和気あいあいとしているのを見て、テスは焦ったようにロウの肩を叩いた。
「騎士殿! この、この者が! 闇の! 悪の!」
ロウは思い出したようにテスを見て、それからレツを見て苦笑いした。
「苦労するな、お前も」
レツは曖昧に笑った。きっと、こういうことは魔法を使い続ける限りついて回るのだろう。
「師匠、それより指導してください。星舞の練習も」
「お前ら、ほんと好きだよな。ルイも開口一番それだったぞ」
ロウは詰所の中を覗き込むと、中にいた団長と副団長に軽く手を振った。
「こいつ借りていきます」
「お前、『お久しぶりです』くらい言えねぇのか」
ロウは笑って誤魔化すと、レツを連れて通りに出た。成り行きについていけずにテスが困っていたことに、レツは全く気付かなかった。それほど、ロウに会えたのが嬉しかったのだ。
少々派手に魔法を使っても大丈夫なようにと、ロウは練習場所にセタンの西門を出てすぐの草むらを選んだ。騎士団本部の隣に門があるので、目と鼻の先だ。
「新しい魔法も色々覚えたんです。それから、自警団でも武術はダンさんに付き合ってもらってて」
「留守中のことは聞いたよ。お前があそこにいる経緯も」
レツは何と言っていいのか分からず、黙ってロウを見上げた。彼は自嘲するような顔をしていた。

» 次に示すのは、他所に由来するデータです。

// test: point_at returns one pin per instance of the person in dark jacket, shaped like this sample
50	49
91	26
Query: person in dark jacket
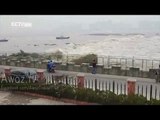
94	66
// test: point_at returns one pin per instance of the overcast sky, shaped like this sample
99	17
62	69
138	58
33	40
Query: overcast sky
79	24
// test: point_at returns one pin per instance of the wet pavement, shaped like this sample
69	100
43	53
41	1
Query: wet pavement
8	98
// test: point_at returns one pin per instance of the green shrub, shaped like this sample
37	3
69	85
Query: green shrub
84	94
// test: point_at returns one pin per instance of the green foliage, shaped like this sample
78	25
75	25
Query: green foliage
83	94
85	59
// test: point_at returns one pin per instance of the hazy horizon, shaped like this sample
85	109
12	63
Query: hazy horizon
53	25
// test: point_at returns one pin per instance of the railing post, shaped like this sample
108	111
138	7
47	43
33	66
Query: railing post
66	80
150	92
80	78
95	84
131	86
113	86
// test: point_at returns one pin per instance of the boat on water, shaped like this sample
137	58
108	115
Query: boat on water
3	40
62	37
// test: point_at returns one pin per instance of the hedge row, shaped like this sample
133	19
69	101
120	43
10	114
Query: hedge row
83	94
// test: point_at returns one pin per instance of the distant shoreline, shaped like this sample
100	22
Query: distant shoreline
106	34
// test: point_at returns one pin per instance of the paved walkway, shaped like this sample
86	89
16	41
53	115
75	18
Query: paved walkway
104	76
8	98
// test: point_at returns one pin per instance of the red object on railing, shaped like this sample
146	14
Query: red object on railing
7	71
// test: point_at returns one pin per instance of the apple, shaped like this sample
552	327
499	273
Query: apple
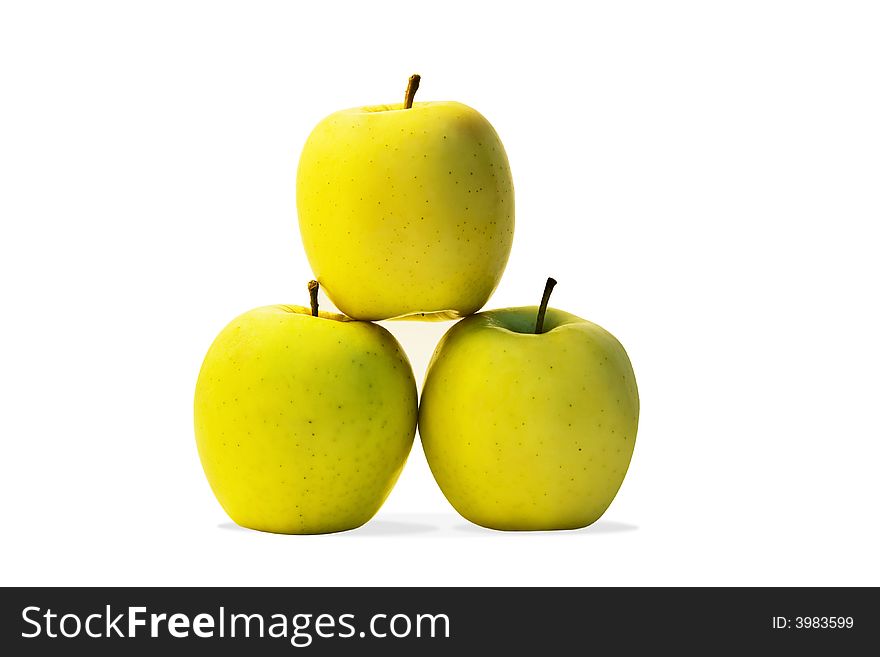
303	419
406	209
528	418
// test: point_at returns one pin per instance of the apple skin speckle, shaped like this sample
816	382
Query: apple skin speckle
304	424
524	431
415	215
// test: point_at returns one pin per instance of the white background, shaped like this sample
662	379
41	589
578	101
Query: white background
702	178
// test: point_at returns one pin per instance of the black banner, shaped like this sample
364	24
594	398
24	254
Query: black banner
319	621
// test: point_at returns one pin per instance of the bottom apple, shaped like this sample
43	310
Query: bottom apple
303	420
528	418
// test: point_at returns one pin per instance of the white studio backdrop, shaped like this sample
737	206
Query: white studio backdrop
701	178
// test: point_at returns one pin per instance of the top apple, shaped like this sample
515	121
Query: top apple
406	209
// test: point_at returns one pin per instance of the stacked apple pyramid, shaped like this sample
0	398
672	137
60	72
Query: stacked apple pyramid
304	419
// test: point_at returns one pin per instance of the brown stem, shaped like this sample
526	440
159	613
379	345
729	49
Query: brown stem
542	309
313	297
411	88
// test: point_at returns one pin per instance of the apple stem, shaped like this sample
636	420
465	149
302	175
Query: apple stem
542	309
411	88
313	297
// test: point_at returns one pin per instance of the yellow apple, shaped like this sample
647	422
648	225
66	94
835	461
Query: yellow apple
406	210
525	429
303	423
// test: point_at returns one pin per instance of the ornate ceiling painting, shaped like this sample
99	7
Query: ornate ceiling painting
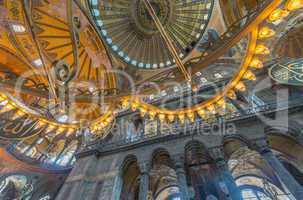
131	33
67	54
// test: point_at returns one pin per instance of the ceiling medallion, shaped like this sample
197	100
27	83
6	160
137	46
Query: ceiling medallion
256	52
143	22
131	34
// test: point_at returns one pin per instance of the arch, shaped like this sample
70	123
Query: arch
127	161
233	143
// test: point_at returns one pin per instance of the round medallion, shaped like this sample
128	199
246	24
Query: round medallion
143	22
131	33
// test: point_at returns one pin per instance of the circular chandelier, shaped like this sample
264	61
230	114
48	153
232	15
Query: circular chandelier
69	66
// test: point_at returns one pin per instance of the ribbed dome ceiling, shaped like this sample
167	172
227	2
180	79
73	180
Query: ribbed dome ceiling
130	32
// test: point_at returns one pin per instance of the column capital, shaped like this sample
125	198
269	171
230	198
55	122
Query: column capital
144	167
217	153
261	146
178	160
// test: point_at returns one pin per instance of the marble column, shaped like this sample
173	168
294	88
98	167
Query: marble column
144	179
225	181
181	175
282	173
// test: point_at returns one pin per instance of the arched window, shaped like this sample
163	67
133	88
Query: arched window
255	188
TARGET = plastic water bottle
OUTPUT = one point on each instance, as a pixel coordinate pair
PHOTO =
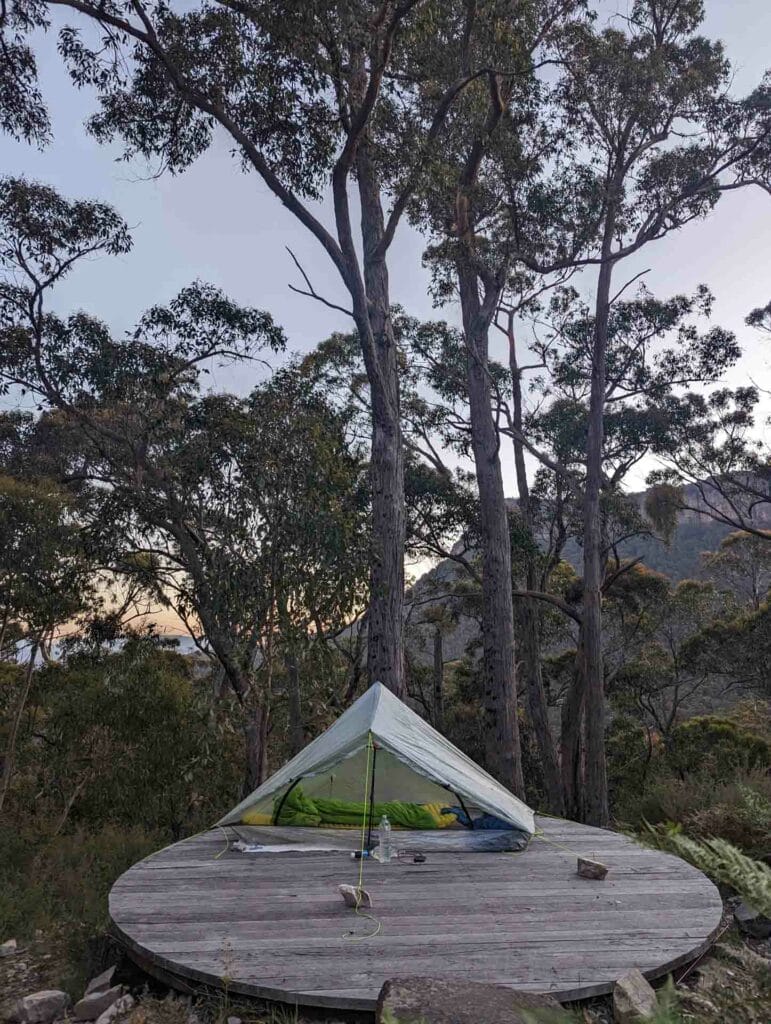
(384, 849)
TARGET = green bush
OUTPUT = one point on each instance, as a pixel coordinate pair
(130, 739)
(717, 747)
(59, 885)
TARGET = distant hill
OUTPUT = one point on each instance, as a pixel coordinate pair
(680, 559)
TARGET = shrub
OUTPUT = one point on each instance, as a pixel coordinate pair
(716, 745)
(722, 861)
(60, 885)
(129, 739)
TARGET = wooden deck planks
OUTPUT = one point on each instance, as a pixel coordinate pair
(275, 927)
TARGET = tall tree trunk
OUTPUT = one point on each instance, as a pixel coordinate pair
(10, 750)
(438, 680)
(385, 655)
(255, 733)
(594, 570)
(296, 732)
(528, 638)
(503, 752)
(528, 650)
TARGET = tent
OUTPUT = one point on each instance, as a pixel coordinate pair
(380, 755)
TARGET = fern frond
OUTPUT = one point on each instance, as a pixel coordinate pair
(722, 862)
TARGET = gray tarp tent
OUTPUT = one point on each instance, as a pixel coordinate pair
(414, 762)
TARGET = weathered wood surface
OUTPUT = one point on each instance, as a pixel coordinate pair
(275, 927)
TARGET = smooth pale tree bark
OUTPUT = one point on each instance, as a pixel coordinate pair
(528, 640)
(503, 752)
(296, 732)
(385, 654)
(256, 735)
(596, 794)
(438, 680)
(10, 750)
(571, 745)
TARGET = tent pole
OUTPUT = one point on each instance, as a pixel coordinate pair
(372, 793)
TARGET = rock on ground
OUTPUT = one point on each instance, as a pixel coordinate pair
(634, 999)
(752, 922)
(93, 1005)
(101, 982)
(121, 1006)
(592, 869)
(41, 1008)
(442, 1000)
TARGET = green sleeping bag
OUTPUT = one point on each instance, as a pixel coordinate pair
(301, 810)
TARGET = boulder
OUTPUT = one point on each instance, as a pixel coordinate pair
(446, 1000)
(93, 1005)
(121, 1006)
(634, 999)
(355, 897)
(101, 981)
(752, 922)
(40, 1008)
(592, 869)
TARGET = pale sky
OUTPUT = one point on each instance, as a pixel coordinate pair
(223, 226)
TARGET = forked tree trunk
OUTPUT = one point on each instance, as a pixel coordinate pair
(530, 677)
(595, 786)
(385, 654)
(503, 752)
(528, 640)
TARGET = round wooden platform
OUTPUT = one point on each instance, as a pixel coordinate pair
(273, 925)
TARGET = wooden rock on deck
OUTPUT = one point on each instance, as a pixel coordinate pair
(275, 927)
(435, 1000)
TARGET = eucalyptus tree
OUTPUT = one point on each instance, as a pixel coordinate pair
(656, 140)
(655, 347)
(46, 578)
(133, 426)
(720, 466)
(498, 137)
(301, 90)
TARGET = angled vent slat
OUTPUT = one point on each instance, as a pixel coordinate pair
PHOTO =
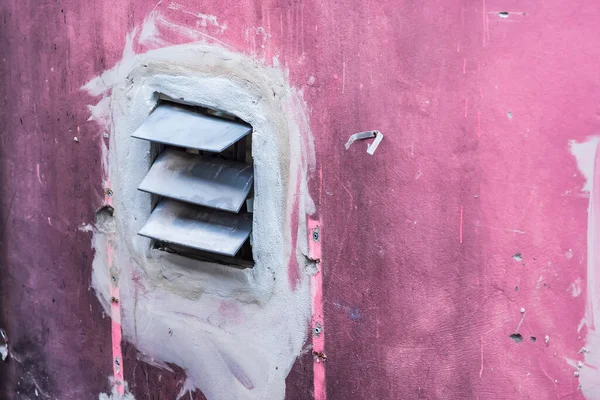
(202, 180)
(178, 126)
(198, 228)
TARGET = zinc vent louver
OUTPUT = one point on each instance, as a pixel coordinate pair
(201, 196)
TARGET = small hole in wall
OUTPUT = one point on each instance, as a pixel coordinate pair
(516, 337)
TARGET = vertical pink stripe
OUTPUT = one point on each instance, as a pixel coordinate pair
(460, 224)
(115, 308)
(317, 321)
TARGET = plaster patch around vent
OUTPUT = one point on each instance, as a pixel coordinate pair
(236, 332)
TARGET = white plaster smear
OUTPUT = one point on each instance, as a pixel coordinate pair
(585, 154)
(236, 333)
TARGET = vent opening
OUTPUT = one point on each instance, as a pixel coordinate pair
(201, 180)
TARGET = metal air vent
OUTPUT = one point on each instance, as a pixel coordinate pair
(201, 181)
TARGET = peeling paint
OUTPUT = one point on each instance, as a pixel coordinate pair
(172, 306)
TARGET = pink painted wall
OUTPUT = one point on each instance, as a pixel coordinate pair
(421, 290)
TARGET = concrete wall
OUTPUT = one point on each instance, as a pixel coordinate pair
(473, 209)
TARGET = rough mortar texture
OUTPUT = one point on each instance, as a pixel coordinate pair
(235, 332)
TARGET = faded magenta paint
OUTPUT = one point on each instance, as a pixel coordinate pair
(477, 102)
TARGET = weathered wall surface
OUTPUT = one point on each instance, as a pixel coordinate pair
(471, 209)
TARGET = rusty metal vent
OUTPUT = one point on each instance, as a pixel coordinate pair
(202, 181)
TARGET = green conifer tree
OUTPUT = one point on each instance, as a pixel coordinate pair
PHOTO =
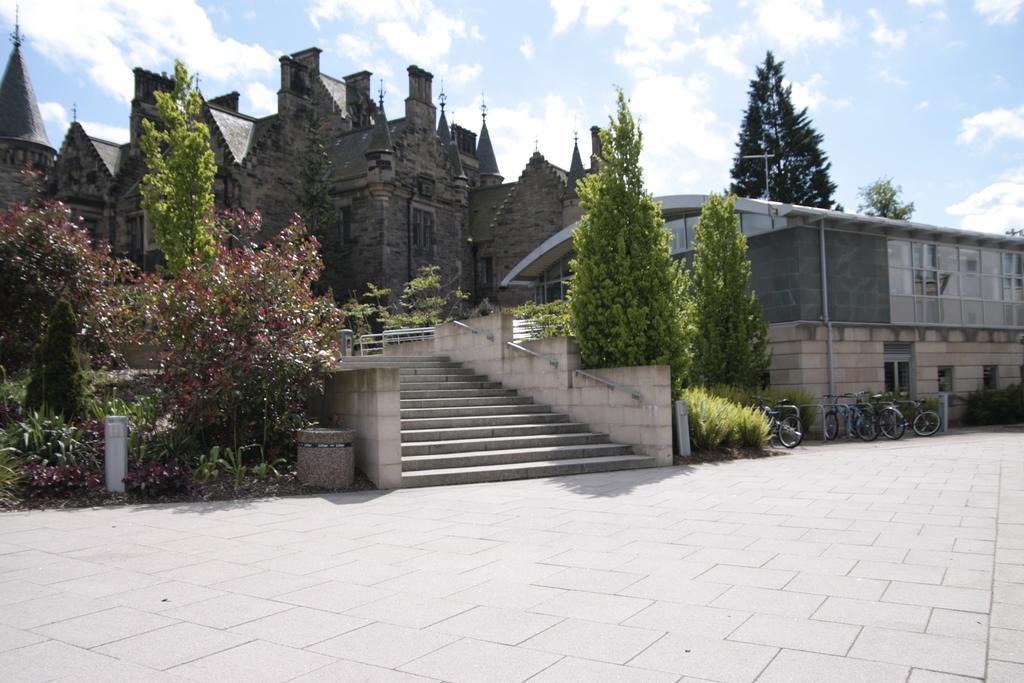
(730, 338)
(56, 383)
(799, 170)
(177, 189)
(626, 291)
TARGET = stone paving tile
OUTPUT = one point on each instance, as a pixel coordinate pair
(172, 645)
(593, 640)
(383, 644)
(706, 657)
(478, 660)
(940, 653)
(868, 612)
(509, 627)
(795, 634)
(254, 662)
(98, 628)
(796, 667)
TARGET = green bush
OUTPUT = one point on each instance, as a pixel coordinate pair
(995, 407)
(719, 422)
(744, 396)
(549, 319)
(56, 383)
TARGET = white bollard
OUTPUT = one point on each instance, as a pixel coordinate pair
(683, 428)
(116, 453)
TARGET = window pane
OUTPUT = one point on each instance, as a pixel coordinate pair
(972, 312)
(899, 254)
(948, 284)
(899, 281)
(990, 289)
(971, 286)
(947, 258)
(970, 260)
(990, 263)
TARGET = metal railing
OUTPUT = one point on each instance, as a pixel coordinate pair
(372, 344)
(475, 331)
(611, 385)
(550, 358)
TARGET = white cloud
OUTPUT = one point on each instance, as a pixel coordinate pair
(992, 209)
(55, 114)
(998, 11)
(993, 125)
(526, 47)
(262, 99)
(684, 142)
(885, 36)
(107, 39)
(799, 24)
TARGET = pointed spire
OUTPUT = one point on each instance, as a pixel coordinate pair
(380, 137)
(19, 117)
(484, 152)
(576, 169)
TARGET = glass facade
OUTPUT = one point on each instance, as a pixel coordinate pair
(947, 285)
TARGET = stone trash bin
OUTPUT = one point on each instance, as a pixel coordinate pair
(327, 459)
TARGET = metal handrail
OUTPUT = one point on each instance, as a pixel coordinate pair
(550, 358)
(612, 385)
(475, 331)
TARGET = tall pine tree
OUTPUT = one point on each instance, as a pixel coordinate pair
(626, 293)
(799, 171)
(730, 338)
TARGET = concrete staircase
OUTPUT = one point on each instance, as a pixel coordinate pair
(458, 427)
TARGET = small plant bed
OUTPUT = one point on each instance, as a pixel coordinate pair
(218, 489)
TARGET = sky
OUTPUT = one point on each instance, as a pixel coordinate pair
(928, 92)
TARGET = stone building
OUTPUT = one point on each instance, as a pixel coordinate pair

「お前がトニを頼ってくれて良かったよ。まぁ、俺もお前と似たようなもんっていうか……濡れ衣でない分、俺の方が酷いけどな。とにかく、帰ってきたからには、研究所にいない分のフォローはできる限りするから。ちゃんと俺やリースを頼れよ。あいつと一緒に騎士になるんだろ?」
「……はい」
師匠達が帰ってきたという実感に、ふわふわと漂っていた心が落ち着くようだった。自分がそれほど彼らを心強く思っていたことに、今になって気付いたのだ。